Germans were the largest group of non-English speaking Europeans to settle in colonial America. Between 1683 and 1776, roughly 120,000 German-speaking immigrants arrived in the colonies. Most came from the southwestern states of the Holy Roman Empire, particularly the Palatinate, Baden, and Württemberg on the middle and upper Rhine River.
The chief port of entry for German immigrants was Philadelphia, and from here they spread into the countryside in search of land. Many of the early arrivals settled in southeastern Pennsylvania near Philadelphia, but others pressed further west beyond the Susquehanna River and south into Maryland. Over time, German-speaking colonists found their way into the Great Valley of the Appalachians and, by the 1730s, across the Potomac River into the northern Valley of Virginia. In the decades that followed German settlers and their American-born descendents continued moving south and west, leaving a distinctive mark on American culture wherever they settled.
Contributions to American Culture
Germans carried their language and culture with them to the colonial American backcountry.
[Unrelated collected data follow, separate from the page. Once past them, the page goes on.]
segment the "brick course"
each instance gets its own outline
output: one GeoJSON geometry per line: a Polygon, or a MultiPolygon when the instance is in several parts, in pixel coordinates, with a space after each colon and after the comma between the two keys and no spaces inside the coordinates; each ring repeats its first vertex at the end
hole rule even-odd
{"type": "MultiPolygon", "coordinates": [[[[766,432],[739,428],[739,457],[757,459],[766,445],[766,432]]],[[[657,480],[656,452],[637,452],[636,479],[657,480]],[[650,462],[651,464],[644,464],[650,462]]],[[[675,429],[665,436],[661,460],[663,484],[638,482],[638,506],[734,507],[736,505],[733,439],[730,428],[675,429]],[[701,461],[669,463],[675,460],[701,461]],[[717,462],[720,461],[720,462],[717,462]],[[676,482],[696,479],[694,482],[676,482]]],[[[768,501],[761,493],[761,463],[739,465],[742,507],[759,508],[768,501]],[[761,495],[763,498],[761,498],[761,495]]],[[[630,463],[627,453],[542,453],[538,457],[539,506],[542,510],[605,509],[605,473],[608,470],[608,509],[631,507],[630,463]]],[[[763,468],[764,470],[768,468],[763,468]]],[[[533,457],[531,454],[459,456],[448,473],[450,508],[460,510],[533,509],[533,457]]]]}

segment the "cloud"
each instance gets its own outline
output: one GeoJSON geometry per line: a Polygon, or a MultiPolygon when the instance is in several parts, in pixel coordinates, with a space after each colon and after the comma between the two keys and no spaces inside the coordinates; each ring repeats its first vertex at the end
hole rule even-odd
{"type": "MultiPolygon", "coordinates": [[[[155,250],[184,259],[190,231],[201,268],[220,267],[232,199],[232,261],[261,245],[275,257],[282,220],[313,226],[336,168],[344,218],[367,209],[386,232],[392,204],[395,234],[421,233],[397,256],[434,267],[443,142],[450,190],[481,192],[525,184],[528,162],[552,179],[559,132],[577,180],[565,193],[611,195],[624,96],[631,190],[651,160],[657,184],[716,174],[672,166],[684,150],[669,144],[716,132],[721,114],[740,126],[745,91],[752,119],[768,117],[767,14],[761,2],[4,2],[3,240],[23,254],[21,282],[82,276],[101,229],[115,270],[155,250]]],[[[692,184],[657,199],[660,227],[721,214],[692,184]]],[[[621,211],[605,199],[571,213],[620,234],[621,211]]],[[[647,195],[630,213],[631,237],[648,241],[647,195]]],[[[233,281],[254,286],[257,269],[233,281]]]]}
In many places, including the Valley of Virginia, traditional German culture persisted through the mid-1800s before many of its traces faded. Pottery, painted furniture with lavish decoration, and the Pennsylvania, or “Kentucky,” Rifle were among the most dramatic German contributions. Germans also valued the freedom they found in America, though liberty was more personal than political for them, and they valued independence for their communities over public service.